Launching I2S Transceiver on Artery [часть 2] (DMA FSM, Pipeline)

Prologue

In this text you will learn what an I2S transceiver and pancakes have in common. Yes… That's right. Why does a microcontroller programmer need pipelines and digital filters?

This text describes how to emit sound using I2S DMA.

What's the problem?

In the previous text it was mentioned that the operation of the I2S transceiver in interrupt mode is associated with a relatively high load on the processor core. This is due to the fact that interrupt handlers are often called.
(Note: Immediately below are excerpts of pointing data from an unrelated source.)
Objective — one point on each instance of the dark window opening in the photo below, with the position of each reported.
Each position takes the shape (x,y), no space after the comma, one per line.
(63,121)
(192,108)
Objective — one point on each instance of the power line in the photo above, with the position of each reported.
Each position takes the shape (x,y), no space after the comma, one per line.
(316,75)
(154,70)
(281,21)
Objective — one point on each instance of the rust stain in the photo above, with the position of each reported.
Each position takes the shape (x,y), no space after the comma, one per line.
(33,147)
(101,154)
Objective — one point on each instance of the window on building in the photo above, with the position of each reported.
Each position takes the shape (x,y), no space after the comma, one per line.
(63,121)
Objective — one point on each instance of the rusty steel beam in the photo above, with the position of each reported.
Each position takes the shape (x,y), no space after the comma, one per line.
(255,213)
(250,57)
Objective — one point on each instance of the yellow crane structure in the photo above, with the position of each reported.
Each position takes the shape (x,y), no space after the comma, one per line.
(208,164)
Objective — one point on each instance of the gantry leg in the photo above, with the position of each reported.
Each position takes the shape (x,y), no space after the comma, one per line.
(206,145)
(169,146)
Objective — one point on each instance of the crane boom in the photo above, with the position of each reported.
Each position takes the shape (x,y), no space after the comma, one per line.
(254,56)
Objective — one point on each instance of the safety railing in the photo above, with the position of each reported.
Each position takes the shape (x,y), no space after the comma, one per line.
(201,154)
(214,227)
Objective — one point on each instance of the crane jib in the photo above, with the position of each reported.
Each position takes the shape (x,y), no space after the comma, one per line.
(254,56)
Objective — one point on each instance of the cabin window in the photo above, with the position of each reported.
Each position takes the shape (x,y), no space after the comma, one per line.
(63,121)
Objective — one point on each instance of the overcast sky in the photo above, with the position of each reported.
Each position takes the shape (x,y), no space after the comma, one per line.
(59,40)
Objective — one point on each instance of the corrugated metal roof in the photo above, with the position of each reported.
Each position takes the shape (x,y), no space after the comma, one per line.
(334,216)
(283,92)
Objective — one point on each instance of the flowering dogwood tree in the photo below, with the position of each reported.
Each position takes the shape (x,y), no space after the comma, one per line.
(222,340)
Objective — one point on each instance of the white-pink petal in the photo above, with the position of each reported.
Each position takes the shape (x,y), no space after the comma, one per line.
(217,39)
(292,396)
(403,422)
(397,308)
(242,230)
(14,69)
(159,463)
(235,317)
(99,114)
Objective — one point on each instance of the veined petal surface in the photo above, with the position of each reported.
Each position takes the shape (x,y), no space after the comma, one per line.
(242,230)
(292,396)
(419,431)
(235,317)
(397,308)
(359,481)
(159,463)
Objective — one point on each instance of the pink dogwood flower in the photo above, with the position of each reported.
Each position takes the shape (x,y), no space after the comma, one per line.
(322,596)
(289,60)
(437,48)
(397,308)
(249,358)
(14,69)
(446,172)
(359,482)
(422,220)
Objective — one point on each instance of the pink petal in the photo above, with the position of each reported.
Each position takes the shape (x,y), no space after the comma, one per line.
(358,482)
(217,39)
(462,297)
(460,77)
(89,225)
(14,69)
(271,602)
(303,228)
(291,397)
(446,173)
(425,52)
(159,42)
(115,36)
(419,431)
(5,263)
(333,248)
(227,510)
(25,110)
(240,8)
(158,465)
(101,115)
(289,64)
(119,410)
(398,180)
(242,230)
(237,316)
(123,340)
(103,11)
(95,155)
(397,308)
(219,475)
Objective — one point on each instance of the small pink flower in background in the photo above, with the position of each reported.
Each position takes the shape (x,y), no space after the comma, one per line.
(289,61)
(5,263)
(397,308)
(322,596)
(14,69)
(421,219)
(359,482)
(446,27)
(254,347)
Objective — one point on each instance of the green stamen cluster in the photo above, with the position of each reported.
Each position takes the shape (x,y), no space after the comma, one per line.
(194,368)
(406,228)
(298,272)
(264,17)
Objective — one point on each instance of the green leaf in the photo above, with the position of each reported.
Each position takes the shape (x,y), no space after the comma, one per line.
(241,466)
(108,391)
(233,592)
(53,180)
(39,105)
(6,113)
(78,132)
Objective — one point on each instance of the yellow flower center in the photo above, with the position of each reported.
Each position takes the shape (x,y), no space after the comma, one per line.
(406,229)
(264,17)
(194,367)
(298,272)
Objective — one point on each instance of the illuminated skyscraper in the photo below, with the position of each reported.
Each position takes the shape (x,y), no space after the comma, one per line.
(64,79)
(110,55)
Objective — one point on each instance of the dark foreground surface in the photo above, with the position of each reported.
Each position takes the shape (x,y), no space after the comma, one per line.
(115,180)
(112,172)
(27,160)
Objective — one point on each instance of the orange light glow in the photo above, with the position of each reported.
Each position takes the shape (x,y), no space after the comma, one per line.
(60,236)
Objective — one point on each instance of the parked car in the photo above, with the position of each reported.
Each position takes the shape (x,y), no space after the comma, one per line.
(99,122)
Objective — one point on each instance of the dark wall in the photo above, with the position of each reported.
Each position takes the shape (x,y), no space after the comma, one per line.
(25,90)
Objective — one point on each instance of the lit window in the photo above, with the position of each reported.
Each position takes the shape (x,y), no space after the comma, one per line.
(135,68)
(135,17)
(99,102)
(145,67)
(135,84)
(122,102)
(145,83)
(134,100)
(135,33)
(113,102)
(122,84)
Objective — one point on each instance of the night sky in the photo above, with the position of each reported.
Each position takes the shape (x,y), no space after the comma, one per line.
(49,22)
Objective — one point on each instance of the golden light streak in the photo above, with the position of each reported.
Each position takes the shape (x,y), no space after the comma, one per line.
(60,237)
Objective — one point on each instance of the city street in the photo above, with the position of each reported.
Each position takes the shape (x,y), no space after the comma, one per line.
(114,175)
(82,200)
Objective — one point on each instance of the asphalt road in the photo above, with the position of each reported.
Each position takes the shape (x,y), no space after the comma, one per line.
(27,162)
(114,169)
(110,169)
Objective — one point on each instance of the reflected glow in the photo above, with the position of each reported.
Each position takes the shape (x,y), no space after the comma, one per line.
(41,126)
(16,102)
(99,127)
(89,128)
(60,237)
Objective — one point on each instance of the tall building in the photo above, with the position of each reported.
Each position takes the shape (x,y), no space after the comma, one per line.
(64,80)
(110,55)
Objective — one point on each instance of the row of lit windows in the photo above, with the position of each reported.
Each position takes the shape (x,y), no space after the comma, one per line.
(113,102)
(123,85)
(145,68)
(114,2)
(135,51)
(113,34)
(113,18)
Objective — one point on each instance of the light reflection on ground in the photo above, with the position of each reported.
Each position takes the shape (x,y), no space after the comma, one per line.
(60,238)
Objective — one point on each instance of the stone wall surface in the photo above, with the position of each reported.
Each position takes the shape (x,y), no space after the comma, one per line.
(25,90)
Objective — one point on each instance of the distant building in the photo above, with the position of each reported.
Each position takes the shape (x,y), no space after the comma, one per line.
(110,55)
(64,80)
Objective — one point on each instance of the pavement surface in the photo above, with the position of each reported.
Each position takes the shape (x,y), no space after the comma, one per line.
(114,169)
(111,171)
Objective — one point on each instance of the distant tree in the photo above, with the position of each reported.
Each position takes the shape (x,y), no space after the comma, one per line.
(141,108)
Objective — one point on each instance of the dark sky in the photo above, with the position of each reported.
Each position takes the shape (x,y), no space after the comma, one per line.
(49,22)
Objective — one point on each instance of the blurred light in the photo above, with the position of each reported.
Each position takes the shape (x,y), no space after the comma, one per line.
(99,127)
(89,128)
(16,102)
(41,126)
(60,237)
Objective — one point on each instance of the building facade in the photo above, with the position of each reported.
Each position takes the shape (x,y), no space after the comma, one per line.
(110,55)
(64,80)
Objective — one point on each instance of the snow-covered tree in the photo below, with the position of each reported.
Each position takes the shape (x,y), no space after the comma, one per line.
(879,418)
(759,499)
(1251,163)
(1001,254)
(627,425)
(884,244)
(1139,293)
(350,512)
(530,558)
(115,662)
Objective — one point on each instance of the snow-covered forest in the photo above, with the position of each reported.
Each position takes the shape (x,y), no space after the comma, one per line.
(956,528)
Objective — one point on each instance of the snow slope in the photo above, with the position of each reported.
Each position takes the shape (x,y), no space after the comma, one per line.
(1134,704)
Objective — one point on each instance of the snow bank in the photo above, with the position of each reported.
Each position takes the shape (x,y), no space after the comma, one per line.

If we transmit sound with a frequency of 48 kHz, then interrupts will occur with a frequency of 96 kHz.

Something needs to be done about this problem.

Statement of the problem

Write a firmware application that will be both continuously write (R) and continuously broadcast (T) data via I2S2 in the Artery microcontroller. At the same time? everything should work in real time. Implement the R->T scheme.

Translated into kitchen language, you need to do fully digital echo. Through RAM memory.

As a task with an asterisk, try to slightly modify the received data in real time before sending it back to I2S. Pass it through some digital filter. That is, implement the Read(R)->Proc(P)->Transmit(T) scheme.

Solution

So, let's start from scratch… The solution to the problem is to broadcast and record sound via direct memory access (DMA). DMA is a coprocessor that can only move data within the physical memory of the microprocessor. In essence, DMA is a hardware implementation of the memcpy() function. DMA is good because it generates a DONE interrupt when sending is complete. DMA can also generate an interrupt about the successful transfer of half of the planned data volume. That's it.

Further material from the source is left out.